1852.  Consecration of St Luke’s 28th April 1852  by Bishop Sumner, Bishop of Winchester.

 

Report in The Jersey Times of Friday 30th April 1852:

Consecration of the Church of St Luke.

The interesting ceremony of consecrating St Luke’s Church (which was opened in October last) took place on Wednesday morning.

At an early hour, the holders of admission tickets began to assemble at the south west porch; at 10 o’clock the door was opened and by ¼ before 11 the seats were all filled, those persons subsequently arriving being accommodated with seats in the side aisles, whilst many remained standing in the western aisles throughout the ceremony.

His Grace the Bishop arrived at a few minutes before 11 o’clock; and was soon surrounded by the Island clergy in the Chancel; where Mr James Hammond the acting churchwarden, read the petition from the congregation, requesting that the church might be consecrated. The Bishop then proceeded down the aisle round the Font and up the aisle, to the north side of the Chancel, followed by the Clergy, in the following order rehearsing verse by verse alternately, the 24th psalm.

The Bishop of Winchester, the Right Rev Dr Sumner, The Dean of Jersey, the Rev Corbet le Breton.
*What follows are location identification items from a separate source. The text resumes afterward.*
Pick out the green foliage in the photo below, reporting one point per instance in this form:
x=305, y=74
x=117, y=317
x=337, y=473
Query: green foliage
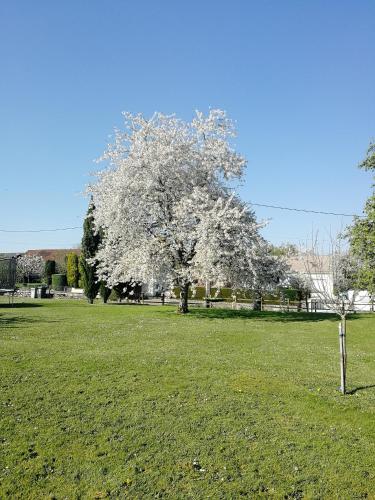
x=88, y=278
x=284, y=250
x=104, y=292
x=72, y=269
x=362, y=245
x=138, y=402
x=49, y=269
x=90, y=244
x=58, y=281
x=369, y=162
x=362, y=234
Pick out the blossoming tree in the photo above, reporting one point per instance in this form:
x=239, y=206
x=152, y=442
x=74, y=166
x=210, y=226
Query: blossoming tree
x=166, y=209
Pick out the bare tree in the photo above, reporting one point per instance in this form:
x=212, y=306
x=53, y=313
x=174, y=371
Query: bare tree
x=331, y=279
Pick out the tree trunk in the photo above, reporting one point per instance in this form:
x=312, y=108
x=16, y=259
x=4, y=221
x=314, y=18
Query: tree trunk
x=184, y=295
x=343, y=357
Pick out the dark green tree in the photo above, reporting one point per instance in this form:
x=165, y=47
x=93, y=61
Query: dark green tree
x=49, y=269
x=90, y=245
x=362, y=234
x=104, y=291
x=72, y=269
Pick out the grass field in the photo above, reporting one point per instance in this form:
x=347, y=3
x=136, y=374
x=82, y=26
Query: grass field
x=136, y=401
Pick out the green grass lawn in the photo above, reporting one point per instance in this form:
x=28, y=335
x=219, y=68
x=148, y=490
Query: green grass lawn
x=136, y=401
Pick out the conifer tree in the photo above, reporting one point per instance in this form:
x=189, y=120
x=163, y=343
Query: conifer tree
x=90, y=245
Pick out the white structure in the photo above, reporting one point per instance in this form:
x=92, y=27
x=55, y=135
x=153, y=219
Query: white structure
x=318, y=269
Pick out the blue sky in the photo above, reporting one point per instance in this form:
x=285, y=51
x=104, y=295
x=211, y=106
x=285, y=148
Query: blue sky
x=297, y=76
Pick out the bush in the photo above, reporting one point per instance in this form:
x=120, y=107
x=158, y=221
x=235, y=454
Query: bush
x=58, y=281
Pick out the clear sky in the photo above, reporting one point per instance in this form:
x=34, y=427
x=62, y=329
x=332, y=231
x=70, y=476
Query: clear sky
x=297, y=76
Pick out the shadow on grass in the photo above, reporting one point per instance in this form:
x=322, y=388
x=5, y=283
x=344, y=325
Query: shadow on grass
x=362, y=388
x=16, y=321
x=19, y=305
x=263, y=315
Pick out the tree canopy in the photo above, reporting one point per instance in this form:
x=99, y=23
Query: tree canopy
x=362, y=234
x=166, y=209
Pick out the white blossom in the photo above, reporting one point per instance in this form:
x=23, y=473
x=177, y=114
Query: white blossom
x=165, y=206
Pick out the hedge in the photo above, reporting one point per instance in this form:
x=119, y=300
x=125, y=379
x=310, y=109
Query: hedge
x=58, y=281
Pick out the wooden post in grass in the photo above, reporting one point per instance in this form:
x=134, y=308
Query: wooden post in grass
x=342, y=343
Rector of St Saviour, the Revs Ph. Filleul, St Helier ; E. Falle MA. St Brelade; G. Balleine, St Martin; C. Marett, St Clement; Ph. Payn, St Ouen; W. Duheaume MA, Trinity; C. Le Hardy,

St Peter; T. Orange, St Lawrence; S. Wright, St John; Ab Le Sueur, Grouville, Ph. Guille, St Mary; being all parish rectors; then came the Minister of St Luke, the Rev Edw Guille; the Rev Edw Heale All Saints; the curates of the Town church, the Revs T.S. Pendleton, Elias Renouf, A Bibby and Whitehead; the assistant ministers of St Matthew's, the Rev G Poingdestre and P.A. Le Feuvre; the minister of St Aubin, the Rev J Hammond son of the Solicitor-General; and the Rev S.M Richards minister of St Paul.
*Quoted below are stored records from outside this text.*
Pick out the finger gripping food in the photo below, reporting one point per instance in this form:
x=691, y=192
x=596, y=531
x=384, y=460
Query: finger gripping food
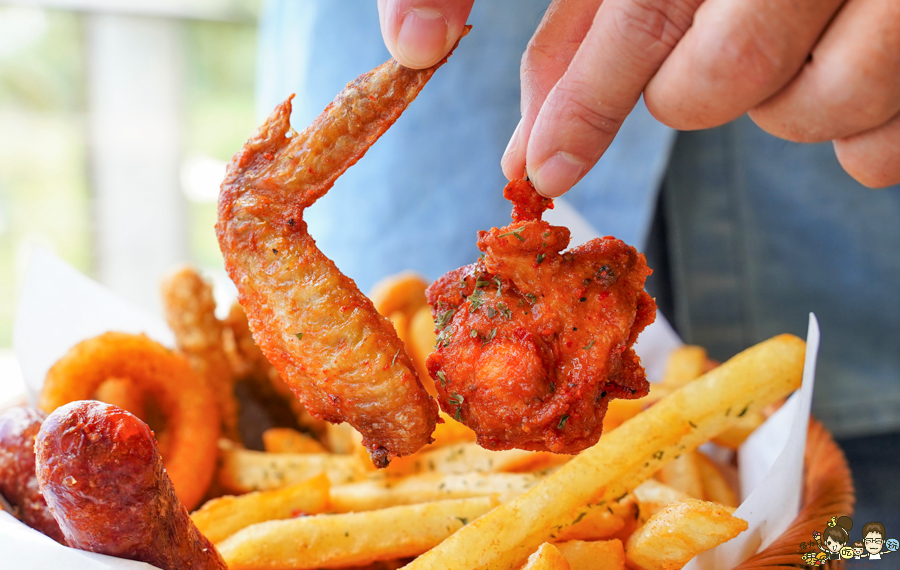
x=534, y=341
x=342, y=359
x=192, y=423
x=18, y=481
x=105, y=483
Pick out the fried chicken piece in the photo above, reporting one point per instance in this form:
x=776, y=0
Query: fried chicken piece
x=533, y=340
x=104, y=481
x=342, y=359
x=191, y=313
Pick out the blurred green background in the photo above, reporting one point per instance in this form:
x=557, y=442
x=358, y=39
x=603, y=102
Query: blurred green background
x=46, y=195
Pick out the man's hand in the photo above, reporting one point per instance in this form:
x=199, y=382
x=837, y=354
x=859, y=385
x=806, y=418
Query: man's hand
x=805, y=70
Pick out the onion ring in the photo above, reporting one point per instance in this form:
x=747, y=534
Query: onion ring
x=192, y=416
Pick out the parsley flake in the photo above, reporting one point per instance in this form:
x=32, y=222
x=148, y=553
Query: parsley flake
x=443, y=319
x=517, y=233
x=476, y=299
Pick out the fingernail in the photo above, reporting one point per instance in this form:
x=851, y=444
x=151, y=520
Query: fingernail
x=557, y=174
x=511, y=148
x=422, y=37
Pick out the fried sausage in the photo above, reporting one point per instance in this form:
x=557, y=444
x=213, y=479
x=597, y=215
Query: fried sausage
x=103, y=479
x=18, y=482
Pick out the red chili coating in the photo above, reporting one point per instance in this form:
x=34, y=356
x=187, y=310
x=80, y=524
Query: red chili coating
x=18, y=481
x=103, y=479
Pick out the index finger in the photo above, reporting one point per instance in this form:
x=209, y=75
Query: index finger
x=627, y=43
x=418, y=33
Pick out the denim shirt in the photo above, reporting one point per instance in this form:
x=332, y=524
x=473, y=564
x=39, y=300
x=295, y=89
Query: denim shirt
x=759, y=231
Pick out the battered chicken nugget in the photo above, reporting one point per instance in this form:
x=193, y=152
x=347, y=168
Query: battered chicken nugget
x=536, y=339
x=191, y=312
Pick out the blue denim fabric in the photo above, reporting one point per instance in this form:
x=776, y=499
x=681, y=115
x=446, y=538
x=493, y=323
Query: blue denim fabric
x=761, y=231
x=417, y=199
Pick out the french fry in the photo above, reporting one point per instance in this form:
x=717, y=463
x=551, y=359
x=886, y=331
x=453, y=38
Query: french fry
x=327, y=541
x=243, y=470
x=715, y=487
x=686, y=363
x=403, y=292
x=596, y=524
x=390, y=491
x=466, y=457
x=681, y=531
x=421, y=341
x=683, y=473
x=733, y=437
x=653, y=496
x=220, y=518
x=547, y=557
x=287, y=440
x=624, y=457
x=400, y=320
x=621, y=410
x=599, y=555
x=451, y=431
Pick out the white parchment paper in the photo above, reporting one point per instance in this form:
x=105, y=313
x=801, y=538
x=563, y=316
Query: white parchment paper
x=60, y=307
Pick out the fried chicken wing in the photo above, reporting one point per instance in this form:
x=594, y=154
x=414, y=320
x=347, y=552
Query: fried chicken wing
x=342, y=359
x=534, y=340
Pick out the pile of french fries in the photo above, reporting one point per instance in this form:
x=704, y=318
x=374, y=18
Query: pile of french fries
x=643, y=497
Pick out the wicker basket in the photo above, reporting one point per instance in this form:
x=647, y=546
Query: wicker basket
x=828, y=492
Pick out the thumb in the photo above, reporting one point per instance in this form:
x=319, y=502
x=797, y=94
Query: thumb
x=419, y=33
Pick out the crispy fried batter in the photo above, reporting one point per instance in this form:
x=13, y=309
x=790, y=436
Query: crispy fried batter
x=534, y=341
x=342, y=359
x=191, y=312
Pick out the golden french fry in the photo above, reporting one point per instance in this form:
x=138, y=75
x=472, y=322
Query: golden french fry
x=683, y=473
x=715, y=487
x=403, y=292
x=243, y=470
x=220, y=518
x=596, y=524
x=686, y=363
x=733, y=437
x=287, y=440
x=466, y=457
x=624, y=457
x=653, y=496
x=400, y=320
x=599, y=555
x=328, y=541
x=621, y=410
x=679, y=532
x=547, y=557
x=421, y=342
x=389, y=492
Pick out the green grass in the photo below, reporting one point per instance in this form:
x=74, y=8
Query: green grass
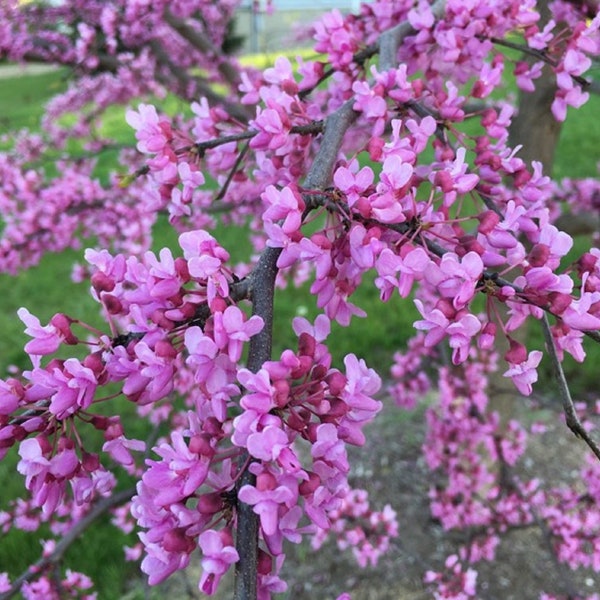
x=46, y=289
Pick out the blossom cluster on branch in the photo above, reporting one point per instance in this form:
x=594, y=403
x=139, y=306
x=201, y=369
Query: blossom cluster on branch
x=354, y=163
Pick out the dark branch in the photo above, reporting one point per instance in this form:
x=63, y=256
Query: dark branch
x=573, y=422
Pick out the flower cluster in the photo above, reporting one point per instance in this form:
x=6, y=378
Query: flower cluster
x=439, y=214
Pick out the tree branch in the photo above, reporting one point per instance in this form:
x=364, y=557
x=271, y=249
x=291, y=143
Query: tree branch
x=573, y=422
x=205, y=46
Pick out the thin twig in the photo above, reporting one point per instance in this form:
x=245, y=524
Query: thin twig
x=539, y=54
x=573, y=422
x=67, y=540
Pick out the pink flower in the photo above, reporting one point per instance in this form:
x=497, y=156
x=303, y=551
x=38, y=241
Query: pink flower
x=231, y=330
x=218, y=554
x=153, y=133
x=46, y=339
x=524, y=374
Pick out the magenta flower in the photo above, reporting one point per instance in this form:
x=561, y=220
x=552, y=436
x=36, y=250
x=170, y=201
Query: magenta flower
x=524, y=374
x=46, y=339
x=218, y=554
x=231, y=330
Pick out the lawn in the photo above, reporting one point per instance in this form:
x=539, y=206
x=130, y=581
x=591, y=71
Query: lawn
x=47, y=289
The consecration service was then commenced by the Bishop; and, it being concluded, the Dean acting as Commissary, read the sentence of Consecration, which was signed by the Bishop; after which the Rev Edward Guille ascended the reading desk, and the whole of the usual Church service gone through. The Hallelujah anthem was sung by the Choir with great effect, as was the anthem from the 62nd ch of Isaiah – “Awake! Awake!” & c – Mr Johnson presiding at the organ. Parts of the service, with additional collects, were read by the Bishop; who at its conclusion, preached a most excellent sermon, from 2 Chronicles xxix, 3- He (Hezekiah) in the first year of his reign, in the first month, opened the doors of the House of the lord, and repaired them.
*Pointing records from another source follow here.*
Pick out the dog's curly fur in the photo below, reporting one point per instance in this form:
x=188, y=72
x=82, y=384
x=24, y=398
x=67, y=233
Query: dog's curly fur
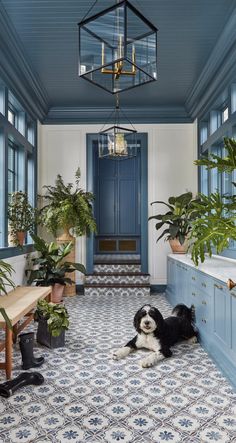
x=159, y=334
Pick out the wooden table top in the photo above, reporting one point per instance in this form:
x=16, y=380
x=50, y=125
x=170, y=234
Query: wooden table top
x=21, y=300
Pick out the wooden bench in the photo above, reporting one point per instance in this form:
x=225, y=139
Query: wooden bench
x=18, y=303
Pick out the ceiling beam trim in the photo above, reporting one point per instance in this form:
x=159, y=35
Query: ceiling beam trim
x=218, y=72
x=94, y=115
x=16, y=72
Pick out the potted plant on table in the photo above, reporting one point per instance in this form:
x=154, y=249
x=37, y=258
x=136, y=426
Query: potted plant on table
x=50, y=268
x=181, y=212
x=22, y=217
x=68, y=209
x=53, y=321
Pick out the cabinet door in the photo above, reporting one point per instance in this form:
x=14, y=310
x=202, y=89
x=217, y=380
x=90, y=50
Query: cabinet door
x=221, y=315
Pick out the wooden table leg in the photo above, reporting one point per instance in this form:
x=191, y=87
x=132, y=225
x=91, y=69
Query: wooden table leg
x=8, y=353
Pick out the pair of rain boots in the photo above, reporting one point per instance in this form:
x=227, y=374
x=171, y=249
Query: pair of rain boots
x=26, y=342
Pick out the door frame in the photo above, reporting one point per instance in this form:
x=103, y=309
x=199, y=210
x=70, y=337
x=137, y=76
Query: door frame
x=90, y=170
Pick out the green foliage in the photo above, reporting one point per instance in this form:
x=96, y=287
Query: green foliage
x=21, y=215
x=225, y=164
x=214, y=229
x=181, y=212
x=56, y=315
x=68, y=207
x=217, y=225
x=50, y=267
x=6, y=271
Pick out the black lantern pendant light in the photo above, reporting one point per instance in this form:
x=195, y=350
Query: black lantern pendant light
x=118, y=48
x=117, y=142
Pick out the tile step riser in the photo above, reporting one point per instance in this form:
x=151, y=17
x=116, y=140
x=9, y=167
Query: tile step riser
x=116, y=291
x=97, y=279
x=116, y=268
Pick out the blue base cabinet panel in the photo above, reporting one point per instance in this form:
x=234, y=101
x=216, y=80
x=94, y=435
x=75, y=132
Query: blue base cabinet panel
x=215, y=311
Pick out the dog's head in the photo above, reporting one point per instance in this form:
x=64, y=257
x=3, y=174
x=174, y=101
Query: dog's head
x=148, y=319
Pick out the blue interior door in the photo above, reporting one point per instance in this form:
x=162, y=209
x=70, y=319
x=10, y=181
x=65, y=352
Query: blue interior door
x=117, y=204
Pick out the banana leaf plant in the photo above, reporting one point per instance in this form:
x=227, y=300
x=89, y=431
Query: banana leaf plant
x=50, y=266
x=181, y=212
x=217, y=225
x=6, y=271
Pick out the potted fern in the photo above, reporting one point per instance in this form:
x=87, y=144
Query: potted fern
x=50, y=267
x=53, y=321
x=178, y=219
x=21, y=217
x=216, y=226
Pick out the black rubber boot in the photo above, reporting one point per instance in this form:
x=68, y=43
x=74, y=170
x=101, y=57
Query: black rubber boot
x=26, y=342
x=24, y=379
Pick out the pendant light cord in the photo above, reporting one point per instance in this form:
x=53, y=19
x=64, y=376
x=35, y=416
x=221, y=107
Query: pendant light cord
x=90, y=9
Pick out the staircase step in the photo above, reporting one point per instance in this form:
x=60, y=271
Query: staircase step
x=117, y=278
x=116, y=268
x=117, y=290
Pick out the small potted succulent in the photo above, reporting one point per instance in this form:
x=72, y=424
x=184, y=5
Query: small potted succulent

The collection made after the sermon, from seat to seat amounted to £45 sterling

Upwards of 1,000 persons were present at the ceremony.

After the Consecration of St Luke’s, the Bishop proceeded to St Brelade, where the new portion of the Churchyard of that parish was consecrated; His Grace not returning until 7 o’clock to Belle Vue, where another dinner party was assembled to receive him.

Yesterday morning His Grace was in town by 8 o’clock, proceeding to the Rectory; and from thence to St Luke’s Church and afterwards to St Mark’s school house, where he held a meeting of the clergy on the subject of the French Liturgy about to be published in the island. In the afternoon His Lordship transacted business with various persons at the Rectory, and also attended a Committee meeting of the Society for the Propagation of the Gospel. In the evening His Grace returned to Belle Vue where a select dinner party (including, we believe, His Excellency Major General Love awaited his arrival.

His Grace was to leave Jersey, on his return to Farnham, by the Express mail steam-packet, this morning.

We have only to add, that the presence of His Lordship in the Island, at the present time, has been the cause of much satisfaction; as, by his influence, differences have been healed, erroneous opinions set right, and many grave subjects arranged for the good of the Church, and for the happiness and well being of this portion of His Grace’s diocese.